Dans un premier temps, nous avons dû faire une demande de visas. Le consulat portugais ne voulait pas les émettre. Ensuite, les autorités espagnoles ont exigé un certificat de bonne conduite d’Espagne de chaque participant. Cela aurait pris plusieurs semaines à organiser. À Luanda, il y a eu des problèmes avec les formalités douanières : les autorités ne voulaient pas autoriser les jeunes à quitter le pays. À Lisbonne, aussi, la douane a fait des difficultés ; les douaniers ont cru que les jeunes voyageaient illégalement. Ils sont finalement arrivés en Espagne après plusieurs heures de retard. Les journées de jeunesse étaient déjà à moitié passées, mais les jeunes étaient plus qu’heureux d’avoir pu assister au service divin célébré par notre apôtre-patriarche.

Ces expériences peuvent-elles s’appliquer à d’autres pays ?

Oui, définitivement. Je crains même que la délivrance de visas ne soit encore plus difficile dans d’autres pays que l’Angola, en particulier lorsqu’il s’agit de jeunes gens. Il arrive sans cesse que les autorités européennes apprennent, par exemple, que des sportifs disparaissent après leur arrivée et ne retournent pas dans leur pays. Les consulats veulent empêcher cela, c’est pourquoi ils vérifient méticuleusement les demandes de visas.

Comment pouvons-nous faciliter l’arrivée des jeunes Africains ?

Il importera, pour les pays africains, que soient organisés des vols directs vers l’Allemagne pour leurs membres, de sorte qu’aucun pays tiers ne soit impliqué en Europe.
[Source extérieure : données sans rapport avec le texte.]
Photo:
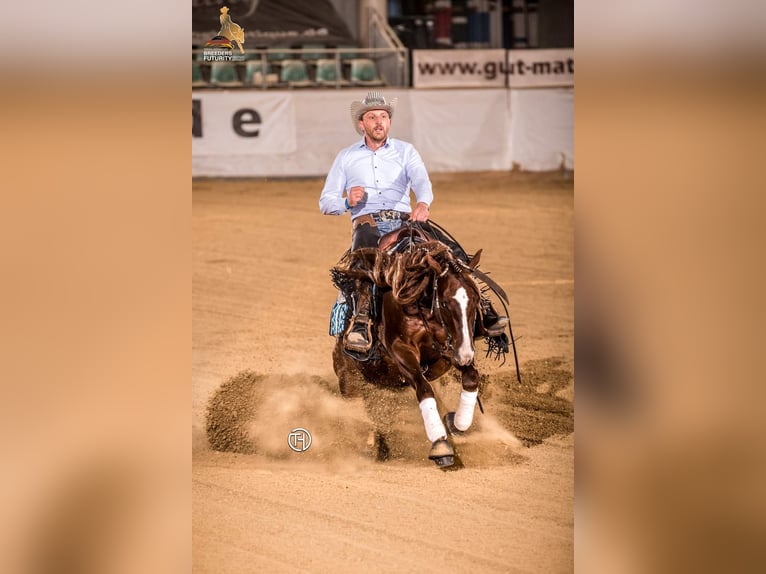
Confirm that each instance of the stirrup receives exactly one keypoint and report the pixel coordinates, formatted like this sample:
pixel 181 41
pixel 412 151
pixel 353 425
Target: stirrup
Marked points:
pixel 498 327
pixel 365 334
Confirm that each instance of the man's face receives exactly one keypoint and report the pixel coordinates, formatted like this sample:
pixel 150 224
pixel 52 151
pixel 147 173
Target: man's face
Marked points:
pixel 376 124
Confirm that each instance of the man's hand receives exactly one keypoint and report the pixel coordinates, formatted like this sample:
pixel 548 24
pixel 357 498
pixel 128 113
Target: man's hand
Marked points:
pixel 355 195
pixel 420 213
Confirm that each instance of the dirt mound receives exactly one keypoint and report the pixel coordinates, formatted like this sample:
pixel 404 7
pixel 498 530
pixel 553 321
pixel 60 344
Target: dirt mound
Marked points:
pixel 254 413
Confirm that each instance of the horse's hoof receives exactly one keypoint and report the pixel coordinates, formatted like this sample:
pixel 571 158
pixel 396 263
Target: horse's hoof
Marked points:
pixel 444 461
pixel 449 424
pixel 440 449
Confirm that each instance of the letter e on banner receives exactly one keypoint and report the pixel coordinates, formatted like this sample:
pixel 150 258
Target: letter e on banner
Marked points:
pixel 244 124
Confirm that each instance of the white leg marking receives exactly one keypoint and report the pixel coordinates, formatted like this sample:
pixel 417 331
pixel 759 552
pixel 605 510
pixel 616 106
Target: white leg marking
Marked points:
pixel 465 408
pixel 434 425
pixel 465 352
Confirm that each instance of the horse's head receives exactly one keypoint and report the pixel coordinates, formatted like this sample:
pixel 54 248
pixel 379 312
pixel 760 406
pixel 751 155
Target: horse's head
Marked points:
pixel 459 298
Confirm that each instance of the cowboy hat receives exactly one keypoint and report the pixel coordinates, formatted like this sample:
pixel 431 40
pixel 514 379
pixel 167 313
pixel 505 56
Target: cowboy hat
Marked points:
pixel 373 101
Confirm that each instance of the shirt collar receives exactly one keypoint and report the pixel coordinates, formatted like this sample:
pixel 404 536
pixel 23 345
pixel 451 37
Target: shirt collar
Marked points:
pixel 364 144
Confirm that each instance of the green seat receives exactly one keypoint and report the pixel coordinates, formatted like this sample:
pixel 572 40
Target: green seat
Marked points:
pixel 256 72
pixel 197 77
pixel 295 74
pixel 364 73
pixel 327 74
pixel 277 55
pixel 348 55
pixel 224 74
pixel 307 54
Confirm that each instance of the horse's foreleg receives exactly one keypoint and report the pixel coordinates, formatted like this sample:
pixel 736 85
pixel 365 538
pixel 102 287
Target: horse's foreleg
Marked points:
pixel 409 365
pixel 468 396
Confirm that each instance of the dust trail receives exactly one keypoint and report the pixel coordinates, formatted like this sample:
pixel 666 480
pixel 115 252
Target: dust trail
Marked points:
pixel 255 413
pixel 339 427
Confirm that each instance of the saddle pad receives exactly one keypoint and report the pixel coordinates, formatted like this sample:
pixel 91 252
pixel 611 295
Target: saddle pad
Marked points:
pixel 338 317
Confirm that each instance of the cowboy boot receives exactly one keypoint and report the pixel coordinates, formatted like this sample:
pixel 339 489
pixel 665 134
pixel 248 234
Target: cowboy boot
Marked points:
pixel 358 336
pixel 492 324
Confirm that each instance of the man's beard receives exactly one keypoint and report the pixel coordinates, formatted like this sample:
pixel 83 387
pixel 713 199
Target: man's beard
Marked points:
pixel 371 134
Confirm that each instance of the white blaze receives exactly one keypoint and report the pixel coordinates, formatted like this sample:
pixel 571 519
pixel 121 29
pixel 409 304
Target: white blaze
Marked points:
pixel 465 352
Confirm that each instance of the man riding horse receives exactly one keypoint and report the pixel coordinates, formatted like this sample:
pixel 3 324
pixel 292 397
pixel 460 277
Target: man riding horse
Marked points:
pixel 372 179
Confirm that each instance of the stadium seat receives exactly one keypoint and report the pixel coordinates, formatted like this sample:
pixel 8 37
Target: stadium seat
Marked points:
pixel 313 51
pixel 327 74
pixel 364 73
pixel 256 73
pixel 295 74
pixel 197 79
pixel 224 74
pixel 277 55
pixel 347 55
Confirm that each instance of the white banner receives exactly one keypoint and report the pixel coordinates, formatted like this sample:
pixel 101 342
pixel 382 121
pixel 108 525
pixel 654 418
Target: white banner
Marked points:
pixel 540 68
pixel 453 129
pixel 458 68
pixel 245 123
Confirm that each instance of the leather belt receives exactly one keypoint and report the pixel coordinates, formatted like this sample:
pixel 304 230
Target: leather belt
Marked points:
pixel 383 215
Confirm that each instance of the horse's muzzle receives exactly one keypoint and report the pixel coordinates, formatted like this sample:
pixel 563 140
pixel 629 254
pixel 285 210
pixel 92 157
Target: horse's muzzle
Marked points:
pixel 464 357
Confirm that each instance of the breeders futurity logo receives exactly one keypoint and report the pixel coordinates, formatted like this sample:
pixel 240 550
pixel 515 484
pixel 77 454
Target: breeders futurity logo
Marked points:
pixel 219 47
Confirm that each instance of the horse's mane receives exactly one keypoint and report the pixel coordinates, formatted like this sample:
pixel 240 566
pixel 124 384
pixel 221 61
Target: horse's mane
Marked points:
pixel 408 273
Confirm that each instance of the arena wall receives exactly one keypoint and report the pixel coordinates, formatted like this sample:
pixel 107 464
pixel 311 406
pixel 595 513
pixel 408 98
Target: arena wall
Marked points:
pixel 268 133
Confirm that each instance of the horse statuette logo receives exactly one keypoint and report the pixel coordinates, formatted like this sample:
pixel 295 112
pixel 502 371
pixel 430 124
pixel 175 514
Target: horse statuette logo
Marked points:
pixel 299 439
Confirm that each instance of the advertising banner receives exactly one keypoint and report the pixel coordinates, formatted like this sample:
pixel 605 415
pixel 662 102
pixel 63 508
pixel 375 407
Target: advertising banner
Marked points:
pixel 244 123
pixel 458 68
pixel 492 68
pixel 540 68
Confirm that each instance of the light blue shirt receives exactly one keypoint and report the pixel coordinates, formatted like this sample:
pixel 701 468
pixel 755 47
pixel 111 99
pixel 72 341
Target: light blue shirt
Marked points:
pixel 386 174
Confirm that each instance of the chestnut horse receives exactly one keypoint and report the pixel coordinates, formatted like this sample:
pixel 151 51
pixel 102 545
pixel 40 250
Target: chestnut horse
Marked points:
pixel 426 318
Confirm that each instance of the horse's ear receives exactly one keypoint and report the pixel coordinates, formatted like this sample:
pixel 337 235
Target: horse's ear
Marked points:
pixel 475 260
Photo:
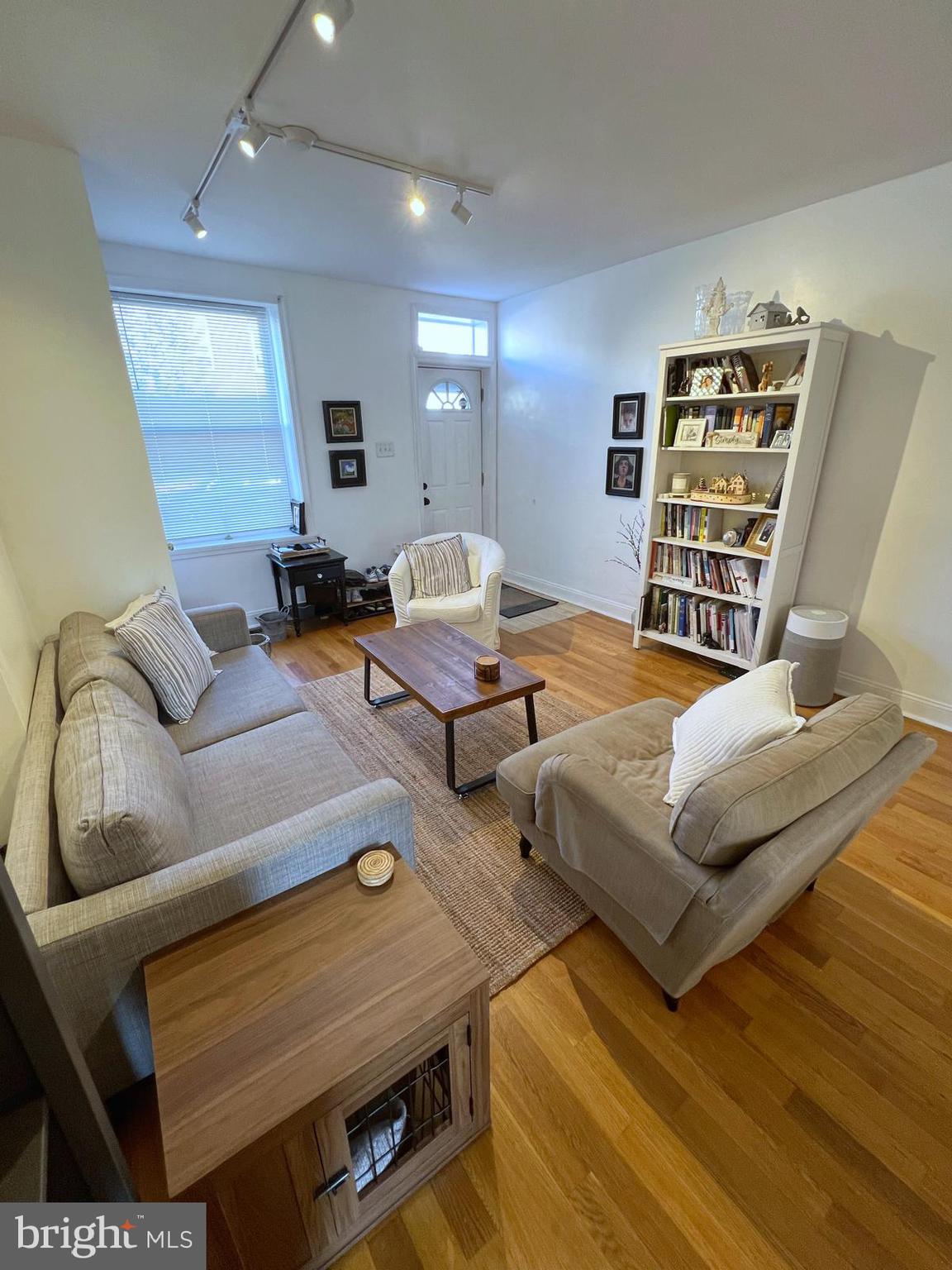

Si des étapes de transit sont nécessaires, celles-ci devraient être choisies en Afrique.

Qu’est-il prévu pour permettre aux jeunes des autres continents de participer aux Journées de jeunesse ?

C’est l’apôtre de district respectif qui décide d’un soutien financier pour le transport et quels sont les jeunes qui en bénéficieront. En ce qui concerne l’Allemagne, les quatre apôtres de district ont déjà décidé que nous soutiendrions le voyage des jeunes, mais à petite échelle. En Allemagne occidentale, nous réfléchissons encore à la manière de choisir les jeunes que nous soutiendrons. Toutefois, ce ne pourront être que de petites délégations pour chaque pays, parce que les formalités sont complexes et que les coûts sont élevés. En même temps, nous souhaitons montrer la diversité de l’Église internationale. C’est pourquoi les jeunes d’autres pays devront aussi s’impliquer en tenant un stand ou une exposition.